ГЛАВА СЕДЬМАЯ
Мария и Старый Пастор вышли на церковный двор, повернули по тропинке направо, миновали деревянные ворота, ведущие в маленький, сладко пахнущий, заросший садик, где кусты смородины, розы и квадратные клумбы ярких весенних цветов заполнили собой все пространство, подобравшись прямо к двери приходского дома.
Маленький, серый, приземистый приходский дом был таким старым, что напоминал скорее груду камней, чем дом. Он был весь обвит вьюнками и ломоносами, розами и жимолостью, сквозь которые скромно проступали маленькие окна с частым переплетом и старая дубовая дверь. Старый Пастор открыл дверь, и они вошли в гостиную, такую очаровательную, что Мария от восхищения широко открыла глаза.
Комната была большая, и если не считать маленькой кухоньки, она занимала весь первый этаж. В одном ее конце был огромный каменный камин, в котором горел яркий огонь, а рядом с камином маленькая каменная винтовая лесенка вела в спальню на чердаке. Пол был выложен гладкой каменной плиткой, отмытой до белизны.
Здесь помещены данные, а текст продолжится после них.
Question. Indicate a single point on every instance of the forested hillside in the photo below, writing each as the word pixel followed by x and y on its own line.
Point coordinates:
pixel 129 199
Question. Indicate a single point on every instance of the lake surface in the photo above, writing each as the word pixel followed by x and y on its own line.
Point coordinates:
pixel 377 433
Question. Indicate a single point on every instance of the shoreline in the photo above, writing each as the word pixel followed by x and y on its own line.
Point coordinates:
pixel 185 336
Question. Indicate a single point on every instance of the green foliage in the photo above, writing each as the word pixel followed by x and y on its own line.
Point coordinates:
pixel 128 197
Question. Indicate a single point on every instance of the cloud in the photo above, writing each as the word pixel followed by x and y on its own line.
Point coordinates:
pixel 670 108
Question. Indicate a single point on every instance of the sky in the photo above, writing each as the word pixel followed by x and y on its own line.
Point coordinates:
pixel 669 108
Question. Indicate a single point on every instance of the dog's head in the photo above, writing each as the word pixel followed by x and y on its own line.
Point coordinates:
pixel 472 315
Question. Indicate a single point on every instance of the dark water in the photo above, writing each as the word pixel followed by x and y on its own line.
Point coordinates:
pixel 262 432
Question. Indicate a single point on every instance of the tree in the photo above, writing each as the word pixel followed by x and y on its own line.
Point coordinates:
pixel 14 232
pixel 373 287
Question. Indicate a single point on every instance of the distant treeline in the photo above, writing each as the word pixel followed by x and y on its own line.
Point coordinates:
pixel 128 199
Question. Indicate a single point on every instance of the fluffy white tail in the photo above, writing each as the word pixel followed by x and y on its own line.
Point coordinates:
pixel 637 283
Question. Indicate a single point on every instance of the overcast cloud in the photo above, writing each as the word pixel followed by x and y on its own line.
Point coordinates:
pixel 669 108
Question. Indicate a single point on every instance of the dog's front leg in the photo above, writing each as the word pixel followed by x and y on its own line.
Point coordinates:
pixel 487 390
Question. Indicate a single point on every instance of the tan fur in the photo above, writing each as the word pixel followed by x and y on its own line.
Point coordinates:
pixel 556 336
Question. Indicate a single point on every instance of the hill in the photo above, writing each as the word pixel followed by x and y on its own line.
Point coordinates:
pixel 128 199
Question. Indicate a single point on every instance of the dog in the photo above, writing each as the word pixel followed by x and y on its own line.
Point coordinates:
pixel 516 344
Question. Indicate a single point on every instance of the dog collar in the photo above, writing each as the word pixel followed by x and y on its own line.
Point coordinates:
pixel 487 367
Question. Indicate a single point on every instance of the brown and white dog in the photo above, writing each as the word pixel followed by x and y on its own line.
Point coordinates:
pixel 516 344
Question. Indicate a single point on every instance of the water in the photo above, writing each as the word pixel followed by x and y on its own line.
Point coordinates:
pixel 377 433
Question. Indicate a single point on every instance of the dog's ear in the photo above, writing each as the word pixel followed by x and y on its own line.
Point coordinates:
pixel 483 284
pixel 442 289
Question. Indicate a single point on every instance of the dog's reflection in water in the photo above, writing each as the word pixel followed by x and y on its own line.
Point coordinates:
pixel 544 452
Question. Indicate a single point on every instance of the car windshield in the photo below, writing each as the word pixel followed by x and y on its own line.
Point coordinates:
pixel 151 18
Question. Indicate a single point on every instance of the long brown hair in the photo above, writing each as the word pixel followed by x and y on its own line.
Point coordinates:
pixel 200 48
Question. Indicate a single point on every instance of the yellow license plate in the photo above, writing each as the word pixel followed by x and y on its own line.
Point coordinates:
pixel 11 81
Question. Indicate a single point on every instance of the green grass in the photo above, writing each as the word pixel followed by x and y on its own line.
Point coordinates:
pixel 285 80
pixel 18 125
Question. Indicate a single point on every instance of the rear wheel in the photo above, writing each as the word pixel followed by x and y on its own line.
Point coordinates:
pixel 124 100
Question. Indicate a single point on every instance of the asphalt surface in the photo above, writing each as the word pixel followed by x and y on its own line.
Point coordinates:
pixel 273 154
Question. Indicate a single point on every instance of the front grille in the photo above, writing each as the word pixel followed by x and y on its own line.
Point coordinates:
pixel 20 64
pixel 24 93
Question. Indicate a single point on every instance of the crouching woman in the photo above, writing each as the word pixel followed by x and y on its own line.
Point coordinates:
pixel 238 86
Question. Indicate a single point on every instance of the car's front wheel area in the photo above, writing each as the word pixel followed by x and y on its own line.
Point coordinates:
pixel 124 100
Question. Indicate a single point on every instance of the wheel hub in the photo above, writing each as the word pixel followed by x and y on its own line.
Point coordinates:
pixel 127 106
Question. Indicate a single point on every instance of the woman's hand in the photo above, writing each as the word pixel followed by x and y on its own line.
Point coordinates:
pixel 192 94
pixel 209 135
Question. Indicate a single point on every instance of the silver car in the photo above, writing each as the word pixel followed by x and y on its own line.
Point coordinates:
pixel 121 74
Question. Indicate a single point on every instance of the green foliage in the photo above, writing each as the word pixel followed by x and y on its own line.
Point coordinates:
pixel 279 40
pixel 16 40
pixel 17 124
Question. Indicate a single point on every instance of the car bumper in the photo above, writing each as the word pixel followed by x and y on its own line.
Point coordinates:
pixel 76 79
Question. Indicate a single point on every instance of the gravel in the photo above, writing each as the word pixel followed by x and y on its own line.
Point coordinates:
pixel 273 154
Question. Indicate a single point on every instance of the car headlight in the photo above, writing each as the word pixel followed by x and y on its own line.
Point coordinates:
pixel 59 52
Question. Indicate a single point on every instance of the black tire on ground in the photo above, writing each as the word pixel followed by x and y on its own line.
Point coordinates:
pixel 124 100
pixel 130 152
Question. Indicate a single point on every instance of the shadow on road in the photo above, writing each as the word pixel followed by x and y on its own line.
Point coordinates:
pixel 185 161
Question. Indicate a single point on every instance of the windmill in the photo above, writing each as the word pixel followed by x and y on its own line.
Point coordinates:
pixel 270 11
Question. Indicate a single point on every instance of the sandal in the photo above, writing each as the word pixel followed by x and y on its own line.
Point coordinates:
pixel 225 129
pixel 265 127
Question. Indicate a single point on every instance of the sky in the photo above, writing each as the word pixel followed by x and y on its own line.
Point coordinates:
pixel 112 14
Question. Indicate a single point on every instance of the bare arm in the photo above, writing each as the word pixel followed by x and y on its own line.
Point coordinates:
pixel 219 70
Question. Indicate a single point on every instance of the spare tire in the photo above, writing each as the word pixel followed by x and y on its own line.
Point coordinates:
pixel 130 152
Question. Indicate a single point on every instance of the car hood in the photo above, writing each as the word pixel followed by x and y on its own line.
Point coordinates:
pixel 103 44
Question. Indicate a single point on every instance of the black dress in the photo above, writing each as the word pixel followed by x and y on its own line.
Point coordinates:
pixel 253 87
У стен стояли широкие книжные полки, полные книг, на окнах висели яркие красно-белые клетчатые занавески, а стекла были вымыты так, что сияли и отражали свет, как драгоценные камни. Стены были толстые, а глубокие подоконники были заставлены горшками с ярко-розовой геранью.
В центре комнаты стоял дубовый стол, покрытый белой скатертью, на которой красовался красно-белый чайный сервиз. У камина стояла скамья и пара тяжелых дубовых кресел, а больше не было ни мебели, ни даже картин и каких-нибудь украшений. Но комната в них не нуждалась, столько в ней было книг. Аккуратно, без единой пылинки, они стояли на полках и источали такое дружелюбие, что были лучшим украшением комнаты. Мария не сомневалась, что именно Старый Пастор оживил все эти книги, но никак не могла поверить, что такая чистота может быть делом мужских рук.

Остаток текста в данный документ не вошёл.